Figure 1.. Control infections were highly repeatable.

A. Production of influenza defective viral genomes (here measured as proportion of Deletion-containing Viral Genomes (DelVGs) in strain CA09 (H1N1pdm) after 18 hr infection (no trypsin) mocktreated with water vehicle (left panel) and DMSO vehicle (right panel). B. Production of influenza Total Viral Genomes (TVG) in strain CA09 (H1N1pdm) after 18 hr infection (no trypsin) mock-treated with water vehicle (left panel) and DMSO vehicle (right panel). Point colors represent data from three independent infections conducted on different days (i.e. bioreplicates).

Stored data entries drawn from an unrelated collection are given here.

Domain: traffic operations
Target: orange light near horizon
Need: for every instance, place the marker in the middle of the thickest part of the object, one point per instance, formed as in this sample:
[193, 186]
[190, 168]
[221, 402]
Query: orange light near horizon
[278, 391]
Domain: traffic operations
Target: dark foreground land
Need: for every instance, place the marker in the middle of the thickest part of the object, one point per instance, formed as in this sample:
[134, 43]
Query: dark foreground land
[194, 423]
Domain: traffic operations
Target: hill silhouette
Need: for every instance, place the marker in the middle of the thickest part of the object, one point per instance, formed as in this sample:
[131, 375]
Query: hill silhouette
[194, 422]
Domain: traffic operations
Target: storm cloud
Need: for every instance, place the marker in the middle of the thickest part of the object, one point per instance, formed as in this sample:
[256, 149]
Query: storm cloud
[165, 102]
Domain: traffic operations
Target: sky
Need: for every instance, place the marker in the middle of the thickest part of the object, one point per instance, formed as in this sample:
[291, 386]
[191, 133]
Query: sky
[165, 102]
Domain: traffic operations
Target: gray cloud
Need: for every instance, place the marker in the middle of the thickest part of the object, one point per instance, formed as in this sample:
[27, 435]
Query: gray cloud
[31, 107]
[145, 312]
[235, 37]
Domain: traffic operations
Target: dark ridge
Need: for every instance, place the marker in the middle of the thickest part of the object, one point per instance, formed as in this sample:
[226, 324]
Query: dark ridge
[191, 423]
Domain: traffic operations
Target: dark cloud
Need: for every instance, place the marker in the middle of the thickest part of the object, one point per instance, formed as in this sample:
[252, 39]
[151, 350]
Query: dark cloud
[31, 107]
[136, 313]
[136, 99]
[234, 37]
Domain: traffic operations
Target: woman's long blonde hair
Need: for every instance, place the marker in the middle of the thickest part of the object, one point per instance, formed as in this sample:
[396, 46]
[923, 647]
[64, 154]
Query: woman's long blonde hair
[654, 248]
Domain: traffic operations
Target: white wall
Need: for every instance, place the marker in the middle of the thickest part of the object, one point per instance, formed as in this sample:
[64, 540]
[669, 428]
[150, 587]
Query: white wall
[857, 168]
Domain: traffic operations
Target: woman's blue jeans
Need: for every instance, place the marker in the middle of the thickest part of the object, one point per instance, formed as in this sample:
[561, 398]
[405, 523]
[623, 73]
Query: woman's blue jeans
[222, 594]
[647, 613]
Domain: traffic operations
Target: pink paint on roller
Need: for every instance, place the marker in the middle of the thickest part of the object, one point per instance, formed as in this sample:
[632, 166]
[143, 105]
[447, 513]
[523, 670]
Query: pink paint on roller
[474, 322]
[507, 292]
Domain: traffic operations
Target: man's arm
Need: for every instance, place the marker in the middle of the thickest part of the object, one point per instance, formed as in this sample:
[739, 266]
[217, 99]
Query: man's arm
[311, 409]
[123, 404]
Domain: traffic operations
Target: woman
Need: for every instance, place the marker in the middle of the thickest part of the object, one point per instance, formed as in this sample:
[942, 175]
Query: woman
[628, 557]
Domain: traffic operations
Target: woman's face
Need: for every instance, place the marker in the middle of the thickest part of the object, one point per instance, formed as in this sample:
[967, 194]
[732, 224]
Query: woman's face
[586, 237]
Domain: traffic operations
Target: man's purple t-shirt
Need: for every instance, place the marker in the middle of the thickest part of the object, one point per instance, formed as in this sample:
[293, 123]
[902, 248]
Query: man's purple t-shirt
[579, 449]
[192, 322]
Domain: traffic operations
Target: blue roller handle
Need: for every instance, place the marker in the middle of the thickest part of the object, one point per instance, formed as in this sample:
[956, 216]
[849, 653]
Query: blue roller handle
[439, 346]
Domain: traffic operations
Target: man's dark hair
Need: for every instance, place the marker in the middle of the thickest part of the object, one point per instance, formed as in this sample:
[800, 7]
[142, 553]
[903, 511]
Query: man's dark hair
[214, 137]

Figure 2.. Drug treatment affects defective viral genomes and total viral genomes.

A. Production of influenza defective viral genomes (here measured as proportion of Deletion-containing Viral Genomes (DelVGs) after 18 hr infection; each point is the proportion of DelVGs in each influenza segment (all segments included in each treatment). B. Production of influenza Total Viral Genomes (TVG) after 18 hr infection; each point is the total number of viral genomes of each influenza segment (all segments included in each treatment). The first two treatments (left to right) are vehicle control infections. Point colors represent data from three independent infections conducted on different days (i.e. bioreplicates). The shape of the points represents the strain (circles = CA09(H1N1pdm), diamonds = TX12(H3N2)). The position of points is randomly jittered horizontally for better visibility.

Figure 3.. Adenosine and insulin increase polymerase complex defective viral genome segments.

Production of influenza defective viral genomes (here measured as proportion of Deletion-containing Viral Genomes (DelVGs) after 18 hr infection; each point is the proportion of DelVGs in each influenza segment. Point colors represent data from three independent infections conducted on different days (i.e. bioreplicates).

Figure 4.. TCA cycle flux inhibitors 4-OI and UK5099 & purine analog favipiravir increase total viral genomes in A/H1N1 and A/H3N2 strains.

Production of influenza Total Viral Genomes (TVG) after 18 hr infection; each point is the count of total viral genomes (all segments included in each treatment). Point colors represent data from three independent infections conducted on different days (i.e. bioreplicates).

Figure 5.. Cyanobacterial extracts suppress total viral genome production in A/H3N2 strain antigenic segments.

Production of influenza Total Viral Genomes (TVG) after 18 hr infection; each point is the count of total viral genomes in each influenza segment. Point colors represent data from three independent infections conducted on different days (i.e. bioreplicates).